From January 20 to February 25, 2016, the Pierro Gallery in South Orange will show an exhibition of forty lithographs by Louis Lozowick, curated by Museum Studies graduate student, Taylor Curtis. Lozowick was a world-renowned Ukrainian-American artist, who spent the last twenty-three years of his life in South Orange. He was a major modernist painter and printmaker, inspired by Cubism and Futurism and loosely connected with the American Precisionist movement, who focused on themes of industrial progress and labor. For more information and images, view here »
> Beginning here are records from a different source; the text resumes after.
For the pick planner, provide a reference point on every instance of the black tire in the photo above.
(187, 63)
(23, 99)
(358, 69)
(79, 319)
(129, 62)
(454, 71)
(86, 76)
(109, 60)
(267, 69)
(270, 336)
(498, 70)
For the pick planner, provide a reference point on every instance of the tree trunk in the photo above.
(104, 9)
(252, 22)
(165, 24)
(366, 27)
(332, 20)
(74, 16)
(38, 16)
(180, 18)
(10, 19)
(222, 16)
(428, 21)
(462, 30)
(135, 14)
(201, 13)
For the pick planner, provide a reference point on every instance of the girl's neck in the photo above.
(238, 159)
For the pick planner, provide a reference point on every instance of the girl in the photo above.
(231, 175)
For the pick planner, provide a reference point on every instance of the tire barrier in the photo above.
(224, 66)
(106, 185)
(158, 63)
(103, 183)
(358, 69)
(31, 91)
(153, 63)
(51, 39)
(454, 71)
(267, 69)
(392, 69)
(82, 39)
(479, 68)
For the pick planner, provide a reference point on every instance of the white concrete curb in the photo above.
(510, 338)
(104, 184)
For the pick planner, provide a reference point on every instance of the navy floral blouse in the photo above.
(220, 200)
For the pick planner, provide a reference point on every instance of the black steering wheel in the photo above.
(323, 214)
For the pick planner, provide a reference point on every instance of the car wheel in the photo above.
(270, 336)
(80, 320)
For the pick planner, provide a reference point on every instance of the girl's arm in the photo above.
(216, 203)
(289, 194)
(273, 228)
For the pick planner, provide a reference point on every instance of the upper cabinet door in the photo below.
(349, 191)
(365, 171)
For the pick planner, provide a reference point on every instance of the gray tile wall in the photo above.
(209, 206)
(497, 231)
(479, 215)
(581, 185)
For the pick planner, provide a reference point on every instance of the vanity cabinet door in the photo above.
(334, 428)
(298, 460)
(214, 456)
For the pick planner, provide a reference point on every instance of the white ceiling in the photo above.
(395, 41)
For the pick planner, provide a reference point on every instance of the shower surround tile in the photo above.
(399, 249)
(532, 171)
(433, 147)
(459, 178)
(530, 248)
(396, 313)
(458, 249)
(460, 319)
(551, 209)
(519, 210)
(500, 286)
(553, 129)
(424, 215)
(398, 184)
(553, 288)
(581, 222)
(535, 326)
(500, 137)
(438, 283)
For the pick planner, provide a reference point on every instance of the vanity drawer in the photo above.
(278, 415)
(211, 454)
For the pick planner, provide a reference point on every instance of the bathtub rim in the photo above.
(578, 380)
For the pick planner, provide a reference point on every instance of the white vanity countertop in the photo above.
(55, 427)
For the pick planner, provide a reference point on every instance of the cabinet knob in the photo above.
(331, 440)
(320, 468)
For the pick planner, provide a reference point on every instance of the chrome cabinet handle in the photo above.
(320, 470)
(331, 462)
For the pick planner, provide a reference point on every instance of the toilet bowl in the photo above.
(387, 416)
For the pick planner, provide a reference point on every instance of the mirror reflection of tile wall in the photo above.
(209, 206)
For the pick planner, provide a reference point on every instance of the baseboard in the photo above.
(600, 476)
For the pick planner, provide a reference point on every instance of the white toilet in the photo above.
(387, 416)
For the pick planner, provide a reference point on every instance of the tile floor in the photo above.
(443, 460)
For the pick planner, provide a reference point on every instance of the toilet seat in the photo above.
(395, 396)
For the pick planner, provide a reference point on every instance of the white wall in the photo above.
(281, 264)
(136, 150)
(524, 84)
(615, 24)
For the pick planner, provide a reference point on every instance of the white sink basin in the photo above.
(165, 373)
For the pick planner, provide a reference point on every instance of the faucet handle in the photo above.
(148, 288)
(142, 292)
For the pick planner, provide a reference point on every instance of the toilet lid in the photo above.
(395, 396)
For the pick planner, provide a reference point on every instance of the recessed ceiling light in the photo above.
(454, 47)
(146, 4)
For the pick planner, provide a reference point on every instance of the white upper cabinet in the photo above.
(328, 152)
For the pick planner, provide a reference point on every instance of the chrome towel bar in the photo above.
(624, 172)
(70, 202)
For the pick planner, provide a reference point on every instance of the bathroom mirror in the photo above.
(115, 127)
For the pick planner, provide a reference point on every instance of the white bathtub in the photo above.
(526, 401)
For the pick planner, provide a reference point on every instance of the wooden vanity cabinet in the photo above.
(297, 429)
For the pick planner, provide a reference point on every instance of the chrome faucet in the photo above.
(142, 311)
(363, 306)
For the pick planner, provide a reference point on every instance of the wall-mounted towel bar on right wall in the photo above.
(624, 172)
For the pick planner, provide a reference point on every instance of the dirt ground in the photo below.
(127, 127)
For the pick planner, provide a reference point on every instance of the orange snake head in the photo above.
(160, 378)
Lozowick also has a special connection with Seton Hall. In 1973, Barbara Cate, then professor of Art History at SHU, organized a major one-person exhibition of the artist's work at Seton Hall. Working with undergraduate students, she interviewed the artist, photographed many of his works, and gathered a wealth of documentary materials. Because Lozowick died right before the exhibition opened, the photographs and interviews took on special importance. They were donated to the Archives of American Art in Washington, DC, where they are available to this day.
The Pierro Gallery is in the Baird Community Center on 5 Mead Street (connecting Vose Avenue and Ridgewood Road).
There will be an exhibition opening on January 20, from 7 p.m. - 9 p.m. You may visit the exhibition anytime, Mondays through Thursdays, from 11a.m. - 4 p.m.
On Thursday, January 28, at 7 p.m., Dr. Helen Langa, Professor at American University in Washington, DC will present a special lecture related to the exhibition entitled "From Socialist Modernism to Social Viewpoint Art: Louis Lozowick's Aesthetic and Political Idealism."
On February 11, there will be free curator tours given at 2 p.m. and 7 p.m.
Funding for this exhibition was provided by the University's Strategic Plan, and supplemented by grants from the New Jersey State Council of the Arts and the Robert Lehman Foundation.